Big Data PaaS?
Cloud-based PaaS is pretty high on the hype curve. I’ve been of the opinion that we’ll begin to see vertical PaaS offerings as the enterprise begins to understand the potential impact of application development acceleration. So, to continue to expand on that idea, how about a Big Data PaaS?
As many will agree, Big Data was originally driven by the need to discover. Yes, there are many practical examples of using the Hadoop framework in “operational” applications.
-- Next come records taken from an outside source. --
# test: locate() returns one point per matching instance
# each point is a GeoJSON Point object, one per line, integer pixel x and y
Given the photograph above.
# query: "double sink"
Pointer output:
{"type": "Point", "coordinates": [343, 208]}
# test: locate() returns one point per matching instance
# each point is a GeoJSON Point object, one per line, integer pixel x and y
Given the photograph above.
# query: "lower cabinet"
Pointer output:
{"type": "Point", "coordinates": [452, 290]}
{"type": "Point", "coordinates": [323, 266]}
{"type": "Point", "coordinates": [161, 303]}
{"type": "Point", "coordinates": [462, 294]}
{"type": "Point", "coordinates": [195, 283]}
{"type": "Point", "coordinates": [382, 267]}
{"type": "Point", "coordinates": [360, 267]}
However, we could argue that many of these production applications were born out of discovery sandbox initiatives.
If we’re going to support the many data scientists and their application developer counterparts in an even more experimental, data-driven enterprise, we better pay attention to the roots of the Hadoop framework.
Providing the enterprise a way to build their own internal sandbox applications using Hadoop building blocks will require the talent of a Hadoop-savvy team.
Ideally, the existing staff needs to be educated and provided with simple application development environments which support the use of unstructured data technologies.
With an internal deployment of a Big Data PaaS, the organization is provided with a full, turnkey stack which is not too dissimilar from Hortonworks, Cloudera, etc, but with maybe one compelling difference.
The early Hadoop-centric vendors could be compared to the “IaaS providers” in the world of Cloud (e.g. Eucalyptus, Nimbula, Surgient, OpenStack, Enomaly, Cloud.com, etc.). These vendors focus on infrastructure and less on the application developer….less on the next level in the stack which completes the PaaS layer.
The compelling difference with a PaaS is that it includes a comprehensive suite of services for the app-dev teams and a robust API that can be expanded as services are developed and added to the platform. It can include a number of other application-centric services, such as:
- Application lifecycle management
- Application-level monitoring/management
- Application metering
- Entitlement management
- Authentication/Authorization
The end-goal? Abstracting the infrastructure and increasing time-to-market for new BI applications.
Some questions to ponder:
- Is the market ready for a turnkey Big Data platform offering? Is it too early for a Big Data PaaS?
- Is Big Data PaaS just a flavor of Private PaaS?
- What kind of hybrid Big Data architectures will we see?
- Do we need to first see Big Data “killer apps”? The killer use-case in the private Cloud IaaS market was/is “test and dev clouds”…essentially sandboxes.
- Production applications are born out of the sandbox cloud environments, and companies are moving to support the development team to facilitate productization. Are we going to see the same in Big Data?
What are your thoughts?